The effects of CA upon pain (antinociception) and inflammation in rodent models were reported[49]. The antinociceptive activity of the aqueous CAE (10, 30, 100 and 300 mg/kg) was studied using acetic acid-induced writhing and hot-plate method in mice[49], while the antiinflammatory activity of CA was studied by prostaglandin E2-induced paw edema in rats[49]. The aqueous CAE revealed significant antinociceptive activity with both the models similar to aspirin but less potent than morphine and significant antiinflammatory activity comparable to mefenamic acid. These results suggested that the aqueous CA extracts possesses antinociceptive and antiinflammatory activities which justified the traditional use of this plant in the treatment of inflammatory conditions or rheumatism[50]. Recently, antirheumatoid arthritic effect of madecassoside in type II collagen-induced arthritis (CIA) in mice was studied to investigate the therapeutic potential and underlying mechanisms of madecassoside on CIA[51]. Madecassoside (10, 20 and 40 mg/kg), orally administered from the day of the antigen challenge for 20 consecutive days, dose-dependently alleviated the severity of the disease based on the reduced clinical scores, and elevated the body weights of mice.

Also, a histopathological examination indicated that madecassoside alleviated infiltration of inflammatory cells and synovial hyperplasia as well as provided protection against joint destruction. Moreover, madecassoside reduced the serum level of antiCII IgG, suppressed the delayed type hypersensitivity against CII and moderately suppress CII-stimulated proliferation of lymphocytes from popliteal lymph nodes in CIA mice. In vitro, madecassoside was proved to be ineffective in the activation of macrophages caused by lipopolysaccharide[51]. It was concluded in the study that madecassoside substantially prevented mouse CIA, and might be the major active constituent of CA responsible for its clinical uses in rheumatoid arthritis and that the underlying mechanisms of action may be mainly through regulating the abnormal humoral and cellular immunity as well as protecting from joint destruction[51].

Miscellaneous uses:

A study reported the intracellular activities of an aqueous CAE against herpes simplex viruses, in vitro, containing both anti HSV-1 and antiHSV-2 activities[54,55]. Both the crude extract and purified fractions showed cytotoxicity against Ehrlich ascites and Dalton›s lymphoma ascites tumour cells, used in the study in a concentration-dependent manner. However, no cytotoxic effects were detected against normal cell lines.

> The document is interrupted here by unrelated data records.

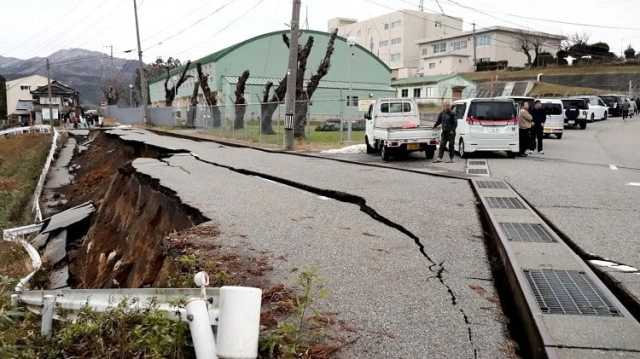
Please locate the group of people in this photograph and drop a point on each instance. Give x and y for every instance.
(531, 128)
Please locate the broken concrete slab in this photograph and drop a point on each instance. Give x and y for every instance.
(56, 249)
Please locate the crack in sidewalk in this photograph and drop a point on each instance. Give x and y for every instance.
(438, 269)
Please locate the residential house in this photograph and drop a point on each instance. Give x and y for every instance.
(19, 93)
(393, 37)
(63, 99)
(455, 53)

The oral administration of the extracts (crude or purified) retarded the development of solid and ascites tumours in mice[56]. Antimycotic activity of CA was also reported[57]. The efficacy of CA in the treatment of depression, anxiety, and sleep disorders have been tested on small animals and are believed to be associated with its brahmoside and brahminoside constituents or saponin glycosides[58].